However, Professor Andrew Pollard, whose team developed the vaccine with AstraZeneca, has said that “very reassuring” data from millions of successfully-vaccinated people showed there is no link with blood clotting.
But there are some acknowledged side effects from both vaccines, including tiredness, dizziness and general aches and pains.
And those side effects seem to be hitting women harder than men.
Professor Anthony Harnden, deputy chairman of the Joint Committee on Vaccination and Immunisation, says women are more likely to experience side effects from the Oxford/AstraZeneca jab.

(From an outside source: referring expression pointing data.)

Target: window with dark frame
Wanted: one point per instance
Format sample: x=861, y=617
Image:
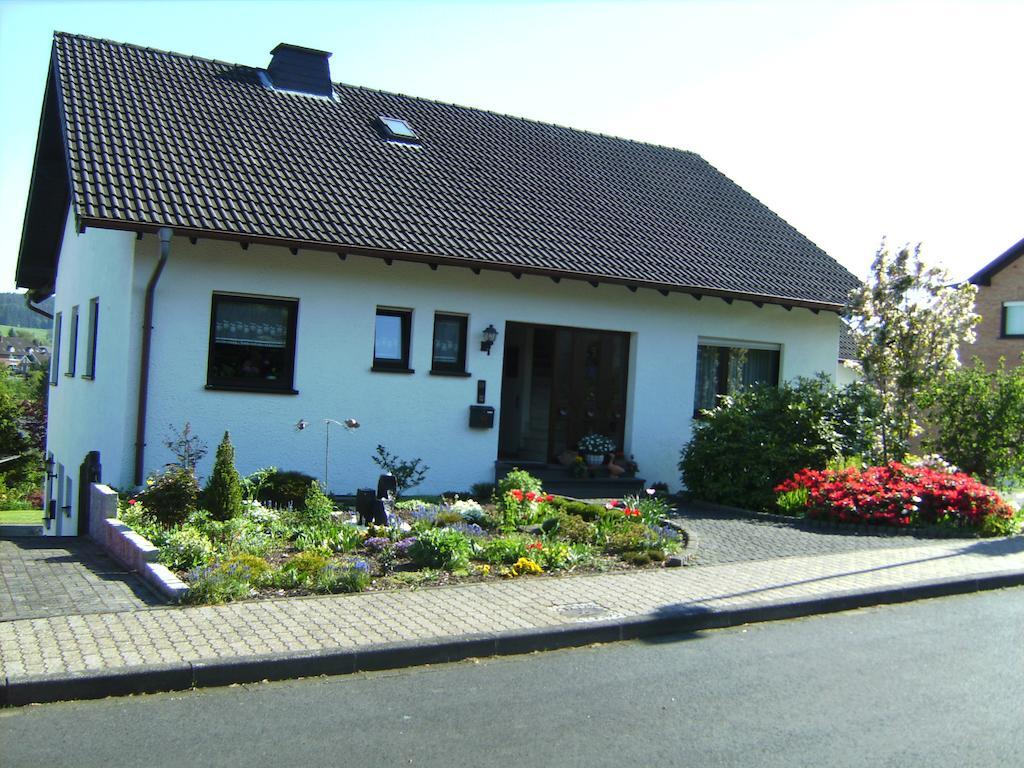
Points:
x=73, y=342
x=90, y=346
x=252, y=343
x=450, y=344
x=1013, y=320
x=726, y=370
x=391, y=340
x=55, y=359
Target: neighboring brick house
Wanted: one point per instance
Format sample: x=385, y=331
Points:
x=1000, y=304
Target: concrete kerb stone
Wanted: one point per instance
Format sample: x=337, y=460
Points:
x=684, y=619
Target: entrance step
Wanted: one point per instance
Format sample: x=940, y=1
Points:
x=557, y=480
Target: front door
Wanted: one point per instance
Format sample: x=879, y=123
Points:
x=558, y=385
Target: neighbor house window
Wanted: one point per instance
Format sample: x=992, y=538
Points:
x=73, y=342
x=1013, y=318
x=90, y=345
x=55, y=358
x=450, y=344
x=725, y=370
x=252, y=343
x=391, y=336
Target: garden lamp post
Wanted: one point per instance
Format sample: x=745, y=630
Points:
x=349, y=425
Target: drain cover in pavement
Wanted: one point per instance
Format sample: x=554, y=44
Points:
x=580, y=610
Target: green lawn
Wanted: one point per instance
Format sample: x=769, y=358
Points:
x=20, y=516
x=39, y=334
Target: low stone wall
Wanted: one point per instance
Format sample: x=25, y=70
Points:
x=127, y=547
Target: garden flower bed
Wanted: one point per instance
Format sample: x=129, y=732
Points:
x=315, y=549
x=898, y=496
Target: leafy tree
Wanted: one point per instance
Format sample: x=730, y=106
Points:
x=187, y=448
x=907, y=322
x=977, y=418
x=223, y=494
x=408, y=473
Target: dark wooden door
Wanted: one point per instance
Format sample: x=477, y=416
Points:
x=590, y=375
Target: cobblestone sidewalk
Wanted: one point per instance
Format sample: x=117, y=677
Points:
x=55, y=577
x=129, y=640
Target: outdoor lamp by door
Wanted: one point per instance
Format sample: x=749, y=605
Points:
x=489, y=334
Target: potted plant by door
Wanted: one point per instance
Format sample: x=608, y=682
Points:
x=594, y=446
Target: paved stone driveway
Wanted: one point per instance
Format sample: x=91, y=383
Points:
x=62, y=577
x=726, y=538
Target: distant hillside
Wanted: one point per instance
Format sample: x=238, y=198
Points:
x=14, y=312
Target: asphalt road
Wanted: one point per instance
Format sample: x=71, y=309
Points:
x=934, y=683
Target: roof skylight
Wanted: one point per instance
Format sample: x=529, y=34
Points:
x=397, y=129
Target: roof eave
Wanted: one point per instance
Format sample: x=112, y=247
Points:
x=984, y=275
x=477, y=265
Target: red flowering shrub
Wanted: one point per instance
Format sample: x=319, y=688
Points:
x=897, y=495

People who get the jab are more likely to get side effects after the first dose than the second, Professor Harnden added.
Asked whether people might experience some side effects, he told BBC Breakfast: “Yes, there are. The Oxford/AstraZeneca vaccine – for the first dose – seems to give quite a lot of minor side effects like a very sore arm, fever, malaise, headache… and sometimes chills which may last for up to 48 hours afterwards.
“They do seem to be more common in women and in younger women.
“With the Pfizer vaccine, which we are giving at the moment, it seems to be the reverse – side effects are more likely with the second vaccine.”
He added: “The message is once you’ve had your first Oxford/AstraZeneca vaccine – if you do get some side effects which are unpleasant take some paracetamol.
“And don’t not have your second vaccine because of the side effects because the second vaccine is likely to be less reactogenic than the first.”
NHS guidance also suggests that in some less common cases, people who have had they first dose of the vaccine may suffer slightly swollen glands in the armpit or neck, on the same side as the arm where they had the vaccine.
This can effect last for around 10 days, but anyone experiencing the problem for much longer than that should see their doctor.
It’s also advised that anyone due for breast screening should mention it if they’ve recently been vaccinated.